James Joyce, kült kitabı Ulysses’in büyük kısmını İsviçre’nin Zürih şehrinde yazdı. Kentin o dönemdeki meşhur mekânı Cafe Odeon’a, Joyce gibi Lenin de gidiyordu. Milliyetçi kapitalizm terimini ilk kez burada Lenin kullandı.
Milliyetçi kapitalizm, tasarrufların milli çıkarlara yönlendirilmesidir. Devletin rehberliğinde bu gerçekleşir. Lenin’in bu ifadeyi dile getirmesinden 110 yıl sonra dünyada bu eğilim gözleniyor. Fransa Cumhurbaşkanı Macron geçen sene yaptığı bir konuşmada, ‘‘Avrupalılar, Amerikan hazine ve şirket tahvillerine her yıl yüz milyarlarca Euroluk finansman sağlıyorlar. Bu paranın kendi çıkarlarımız için kullanılması gerekiyor. Bu yapılmazsa Avrupa ölebilir’’ dedi. Avrupa Merkez Bankası eski başkanı Draghi de, Avrupa için çıkış yolunu anlattığı kapsamlı bir raporu 2024’te AB Komisyonu’na sundu. Draghi bu dokümanda Avrupa’nın rekabet gücünü artırması için taze paranın hangi alanlarda kullanılması gerektiğini belirtti. İngiltere’de, emeklilik fonlarındaki paranın belirli bir oranının iç yatırımlara kanalize edilmesi bir süredir tartışılıyor.
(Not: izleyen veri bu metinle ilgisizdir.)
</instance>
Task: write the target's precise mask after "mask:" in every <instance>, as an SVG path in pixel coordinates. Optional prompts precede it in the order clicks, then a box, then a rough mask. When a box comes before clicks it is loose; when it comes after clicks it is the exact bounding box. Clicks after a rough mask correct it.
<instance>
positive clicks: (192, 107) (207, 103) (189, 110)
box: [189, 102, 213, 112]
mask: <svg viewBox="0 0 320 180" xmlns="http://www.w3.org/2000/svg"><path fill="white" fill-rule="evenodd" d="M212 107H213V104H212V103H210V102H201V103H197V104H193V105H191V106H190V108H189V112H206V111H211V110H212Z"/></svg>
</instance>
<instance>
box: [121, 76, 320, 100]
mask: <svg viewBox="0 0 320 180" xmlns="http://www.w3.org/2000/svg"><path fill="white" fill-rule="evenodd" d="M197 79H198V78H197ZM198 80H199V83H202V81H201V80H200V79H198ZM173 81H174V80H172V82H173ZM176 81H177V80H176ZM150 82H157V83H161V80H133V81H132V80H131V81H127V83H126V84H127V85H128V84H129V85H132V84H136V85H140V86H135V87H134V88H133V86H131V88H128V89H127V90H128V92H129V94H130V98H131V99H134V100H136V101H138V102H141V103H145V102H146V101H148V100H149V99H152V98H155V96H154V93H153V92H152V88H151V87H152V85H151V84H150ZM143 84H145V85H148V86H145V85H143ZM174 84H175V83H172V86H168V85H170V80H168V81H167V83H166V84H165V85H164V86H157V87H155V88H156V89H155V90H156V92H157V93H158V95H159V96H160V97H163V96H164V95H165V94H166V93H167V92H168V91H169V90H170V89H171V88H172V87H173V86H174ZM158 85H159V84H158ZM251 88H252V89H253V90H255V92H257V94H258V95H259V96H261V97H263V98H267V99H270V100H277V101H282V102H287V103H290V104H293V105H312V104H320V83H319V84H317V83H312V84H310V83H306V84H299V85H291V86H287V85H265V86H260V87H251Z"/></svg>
Temel olarak; enerji altyapısı, savunma sanayii, teknoloji gibi alanlara kaynaklar yönlendirilmek isteniyor. Devletlerin sadece milli tasarrufları değil, özel sektörün yatırımlarını da yönetmek isteyeceklerini düşünüyorum. Trump yönetiminin sermayeyi nasıl kontrol etmek istediği ilk safhada ortadadır. Milliyetçi kapitalizm veya devlet kapitalizmi üzerine çok konuşacağız.